As Transportation Costs Rise, So Does Interest in Reducing Packaging or Even the Size of Product
By: MIT CT&L January 07, 2014
Densification is the process of reducing product size (volume or weight) while maintaining or increasing its value. This is not a new trend. In fact, it is a tenet of good supply chain management and logistics, according to a four-part blog series published by the MIT Center for Transportation & Logistics.
Reducing the packaging size of products is a common efficiency initiative in many organizations. Examples abound. Wal-Mart Stores Inc. reported that rationalizing the package sizes on just 300 SKUs from its Kid Connection toy line saved more than 3,000 tons of corrugated materials, 1,300 barrels of oil, over 5000 trees, and decreased ocean shipment volumes by more than 700 shipping containers. The new packaging format resulted in $3.5m in transportation cost savings in just one year.
As most firms will acknowledge, interest in reducing packaging size is highly correlated to the price of fuel. As the cost of transportation increases, so does the level of interest in sustainability initiatives to reduce shipment volumes!

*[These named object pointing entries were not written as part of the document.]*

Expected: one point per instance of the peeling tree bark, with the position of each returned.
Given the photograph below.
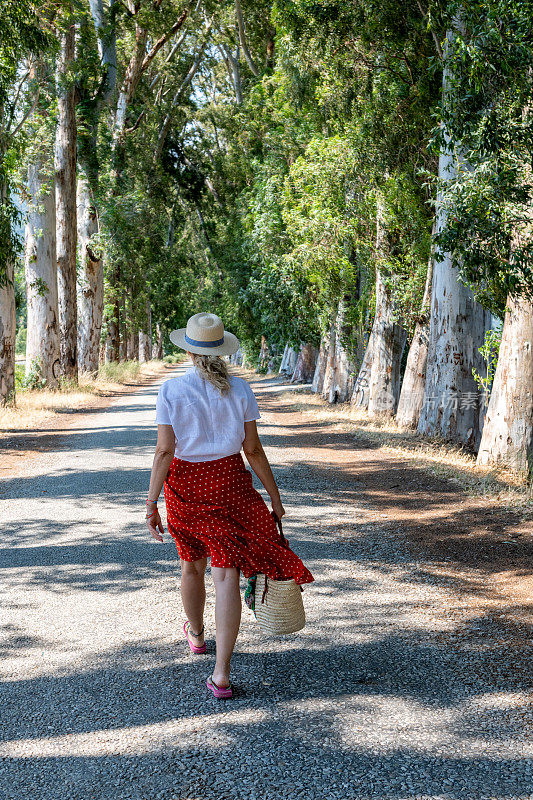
(65, 169)
(458, 323)
(320, 367)
(305, 364)
(328, 383)
(40, 266)
(288, 362)
(508, 430)
(343, 379)
(388, 342)
(90, 281)
(145, 336)
(7, 329)
(157, 350)
(414, 380)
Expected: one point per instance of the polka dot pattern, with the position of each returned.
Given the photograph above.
(213, 511)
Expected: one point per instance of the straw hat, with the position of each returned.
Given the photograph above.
(206, 336)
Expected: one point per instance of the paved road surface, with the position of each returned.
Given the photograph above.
(377, 698)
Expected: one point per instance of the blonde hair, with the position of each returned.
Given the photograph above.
(213, 369)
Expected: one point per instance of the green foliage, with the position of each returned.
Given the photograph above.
(489, 121)
(20, 341)
(34, 378)
(490, 350)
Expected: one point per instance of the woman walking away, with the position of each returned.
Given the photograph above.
(204, 418)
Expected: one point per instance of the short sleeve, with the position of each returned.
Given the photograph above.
(162, 416)
(251, 411)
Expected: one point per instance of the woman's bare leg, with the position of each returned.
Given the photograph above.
(227, 617)
(193, 595)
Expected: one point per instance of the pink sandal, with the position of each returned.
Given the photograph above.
(220, 692)
(194, 647)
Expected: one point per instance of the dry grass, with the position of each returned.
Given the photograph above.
(37, 406)
(443, 459)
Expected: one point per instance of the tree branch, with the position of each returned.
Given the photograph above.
(149, 57)
(242, 39)
(27, 114)
(434, 35)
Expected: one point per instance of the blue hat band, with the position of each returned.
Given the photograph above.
(198, 343)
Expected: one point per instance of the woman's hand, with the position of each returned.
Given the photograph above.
(154, 522)
(278, 509)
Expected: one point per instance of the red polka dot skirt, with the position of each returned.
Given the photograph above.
(213, 511)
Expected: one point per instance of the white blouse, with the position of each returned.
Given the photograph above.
(207, 424)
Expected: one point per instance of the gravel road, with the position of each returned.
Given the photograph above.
(385, 694)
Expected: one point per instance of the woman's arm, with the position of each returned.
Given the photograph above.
(164, 453)
(253, 450)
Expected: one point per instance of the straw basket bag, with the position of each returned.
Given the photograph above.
(278, 605)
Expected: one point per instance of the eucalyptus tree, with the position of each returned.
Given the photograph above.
(21, 38)
(95, 85)
(458, 322)
(490, 223)
(65, 187)
(40, 257)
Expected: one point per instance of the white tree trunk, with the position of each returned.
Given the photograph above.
(305, 364)
(414, 380)
(236, 358)
(320, 368)
(40, 266)
(457, 329)
(388, 342)
(283, 365)
(264, 354)
(90, 281)
(65, 168)
(508, 430)
(343, 378)
(328, 385)
(145, 336)
(7, 329)
(157, 350)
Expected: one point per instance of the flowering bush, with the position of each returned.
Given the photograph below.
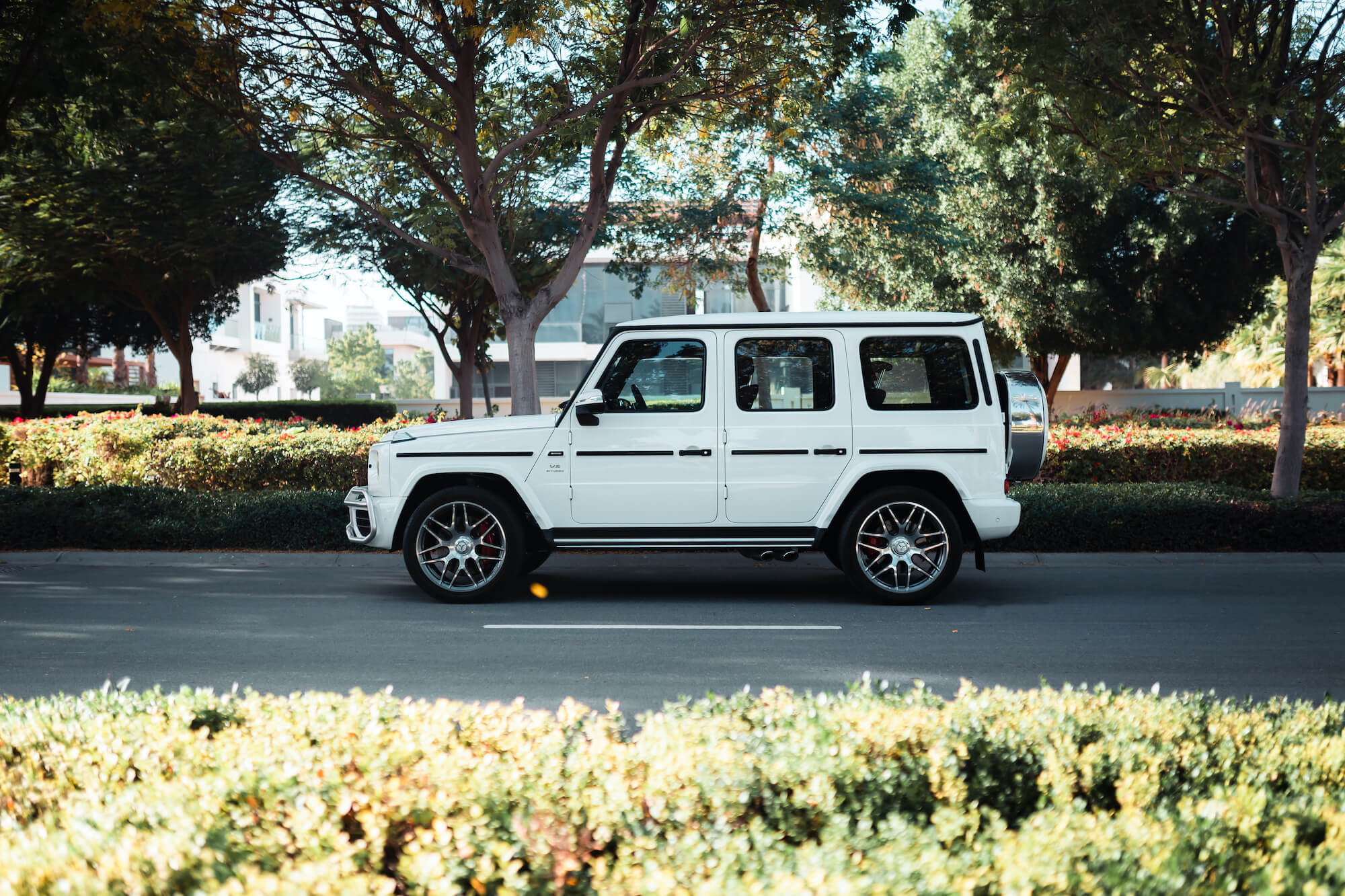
(1136, 452)
(196, 452)
(871, 791)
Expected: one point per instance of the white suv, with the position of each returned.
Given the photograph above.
(875, 438)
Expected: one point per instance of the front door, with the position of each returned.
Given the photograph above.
(787, 423)
(650, 458)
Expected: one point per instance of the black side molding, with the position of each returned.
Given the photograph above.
(465, 454)
(925, 451)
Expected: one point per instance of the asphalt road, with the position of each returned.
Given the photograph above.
(1243, 624)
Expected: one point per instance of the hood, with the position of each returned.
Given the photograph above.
(479, 425)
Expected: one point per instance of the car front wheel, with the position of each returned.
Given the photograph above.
(463, 545)
(900, 546)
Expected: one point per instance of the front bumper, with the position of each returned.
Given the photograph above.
(364, 525)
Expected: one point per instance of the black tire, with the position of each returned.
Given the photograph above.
(533, 560)
(915, 522)
(462, 518)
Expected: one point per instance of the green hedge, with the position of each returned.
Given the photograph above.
(1056, 518)
(338, 413)
(1231, 456)
(1174, 517)
(128, 518)
(196, 452)
(868, 791)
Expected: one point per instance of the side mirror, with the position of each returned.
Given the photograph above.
(587, 405)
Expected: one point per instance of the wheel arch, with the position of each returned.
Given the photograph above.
(934, 482)
(430, 483)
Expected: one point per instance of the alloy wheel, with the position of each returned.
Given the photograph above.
(902, 546)
(461, 546)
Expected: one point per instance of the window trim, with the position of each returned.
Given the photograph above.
(832, 353)
(974, 399)
(705, 365)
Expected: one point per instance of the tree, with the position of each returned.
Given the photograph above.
(307, 374)
(938, 202)
(357, 364)
(473, 95)
(259, 374)
(415, 378)
(142, 188)
(1246, 93)
(458, 307)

Other companies focused on modifying the value density of the product itself. For example, Hamburger Helper, a product manufactured by General Mills, modified its formulation to create denser pasta shapes. The same amount of food could be packaged within a 20 percent smaller box at the same price. This densification of product saved 890,000 pounds of paper fiber and eliminated 500 truckloads. This is very similar to the effect that P&G and Unilever had in creating more concentrated laundry detergent. The volume for these concentrates can result in between a 22-percent to 43-percent decrease in volume along with the expected reduction in transportation costs.